Funding Circle is another type of peer-to-peer lending. Set up in August, it specialises in loans to small businesses, rather than individuals.

Co-founder Andrew Mullinger explains that – as with Zopa and YES-Secure – risk is diversified because money is lent to a number of businesses, which must have been established for a minimum of two years and be UK-based.

They also need at least two years' filed accounts/proof of active trading and no outstanding CCJs of more than £250.

The main benefit of Funding Circle over Zopa and YES-Secure is its secondary market. At any point in the process, if a lender wants their money back, they can re-auction the loan.

Currently there are no fees for borrowers or lenders, but these will be introduced next year – including a completion fee of 2% of the loan amount, payable on acceptance.

Mullinger reassuringly points out that if borrowing companies cease trading, lenders are protected. They are covered by a loan service company that repays outstanding loans.

As the market develops, further specialised peer-to-peer lenders are likely to emerge. Andrews says Zopa welcomes competition, as it should help to 'normalise' peer-to-peer lending.

But Andy Deeks, managing consultant at Navigant Consulting, argues it will only attract a certain type of investor.

"It will always remain niché because most people will prefer to rely on high street banks. Most investors will only put a small amount in and it will appeal to people who might want to go against the grain and look for non-traditional investment methods."

He believes that while returns look attractive now, when the economic situation improves more people will return to traditional investing.

Dennis Hall, independent financial adviser at Yellowtail Financial Planning, sees Zopa and YES-Secure as an addition, rather than an alternative, to the banks.
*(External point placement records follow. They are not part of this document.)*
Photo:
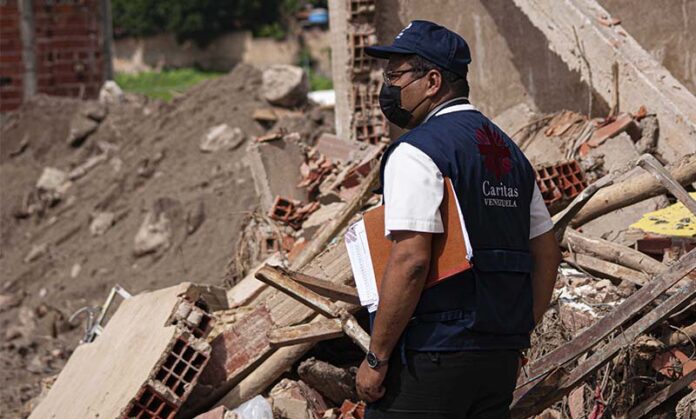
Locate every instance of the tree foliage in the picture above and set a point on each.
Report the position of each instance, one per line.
(197, 20)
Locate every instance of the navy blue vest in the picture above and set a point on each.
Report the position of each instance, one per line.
(489, 306)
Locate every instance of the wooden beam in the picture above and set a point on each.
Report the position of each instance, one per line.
(327, 289)
(612, 252)
(563, 218)
(632, 305)
(650, 163)
(635, 189)
(283, 282)
(323, 329)
(607, 269)
(660, 397)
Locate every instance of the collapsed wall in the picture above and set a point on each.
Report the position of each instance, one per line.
(519, 58)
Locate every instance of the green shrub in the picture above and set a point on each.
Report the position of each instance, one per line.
(162, 85)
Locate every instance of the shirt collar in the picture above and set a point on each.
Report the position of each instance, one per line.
(443, 105)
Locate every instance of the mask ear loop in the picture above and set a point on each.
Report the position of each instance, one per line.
(419, 103)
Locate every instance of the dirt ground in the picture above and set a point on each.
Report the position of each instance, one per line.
(153, 156)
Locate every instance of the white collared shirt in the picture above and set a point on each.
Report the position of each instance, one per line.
(413, 189)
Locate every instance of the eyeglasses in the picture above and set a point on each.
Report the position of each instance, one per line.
(392, 76)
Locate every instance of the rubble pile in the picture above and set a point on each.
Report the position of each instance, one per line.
(151, 195)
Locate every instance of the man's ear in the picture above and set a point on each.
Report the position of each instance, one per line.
(434, 79)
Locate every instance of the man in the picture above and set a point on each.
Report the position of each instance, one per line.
(452, 350)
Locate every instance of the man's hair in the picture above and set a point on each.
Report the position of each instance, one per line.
(457, 83)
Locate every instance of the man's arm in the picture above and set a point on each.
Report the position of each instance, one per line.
(547, 257)
(402, 285)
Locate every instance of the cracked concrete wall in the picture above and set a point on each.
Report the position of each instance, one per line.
(665, 28)
(512, 62)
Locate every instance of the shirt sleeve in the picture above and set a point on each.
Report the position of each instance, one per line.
(413, 190)
(539, 218)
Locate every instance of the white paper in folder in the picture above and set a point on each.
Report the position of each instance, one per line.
(361, 264)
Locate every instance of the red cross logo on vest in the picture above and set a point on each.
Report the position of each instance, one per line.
(496, 154)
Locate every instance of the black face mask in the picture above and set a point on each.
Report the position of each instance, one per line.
(390, 103)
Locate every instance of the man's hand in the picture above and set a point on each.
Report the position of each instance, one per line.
(369, 381)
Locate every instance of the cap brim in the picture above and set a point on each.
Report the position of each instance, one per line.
(386, 51)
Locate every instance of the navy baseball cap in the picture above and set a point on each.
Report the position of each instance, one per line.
(431, 41)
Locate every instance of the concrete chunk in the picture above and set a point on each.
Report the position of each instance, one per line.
(128, 371)
(221, 137)
(296, 400)
(642, 80)
(285, 85)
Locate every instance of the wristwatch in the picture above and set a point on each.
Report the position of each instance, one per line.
(374, 362)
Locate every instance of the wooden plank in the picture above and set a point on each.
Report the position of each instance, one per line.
(650, 163)
(633, 304)
(607, 269)
(535, 401)
(280, 280)
(613, 252)
(634, 189)
(328, 289)
(239, 384)
(324, 329)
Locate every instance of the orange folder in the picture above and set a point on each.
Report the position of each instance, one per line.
(449, 249)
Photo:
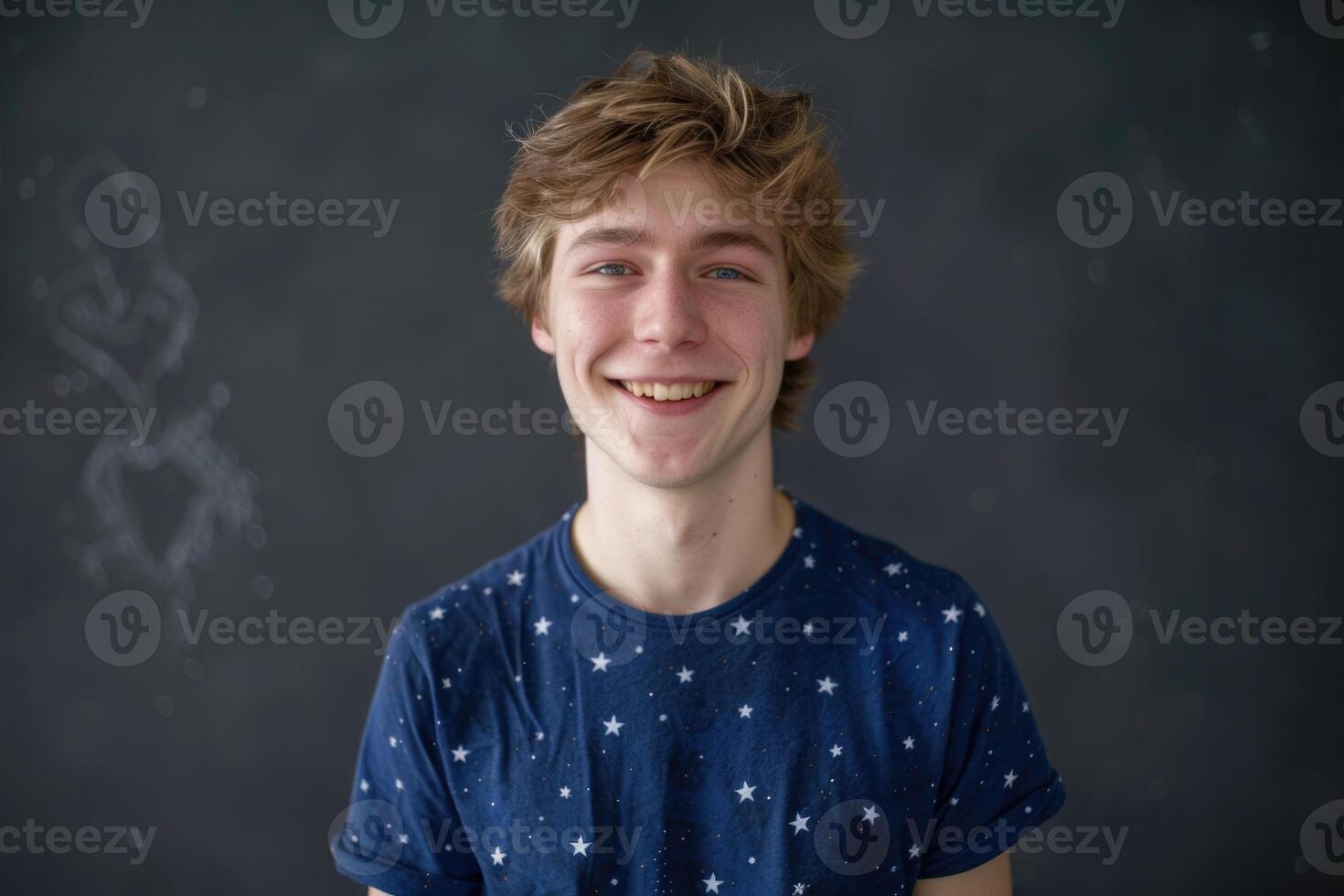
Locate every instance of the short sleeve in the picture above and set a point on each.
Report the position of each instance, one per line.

He also warns that returns need to be high to justify time spent building a lending portfolio on one of these sites.

Peer-to-peer lending is undoubtedly attractive for income seekers looking for better returns. As lenders can set their own rates, they could earn anything up to 20% (with an E-graded borrower on YES-Secure) for the riskiest loan.

But pushing for high rates will diminish the number of borrowers and may result in riskier lending and defaults.

While the sites are an innovative way to make money, the lack of regulation and added risks mean that consumers should proceed with caution.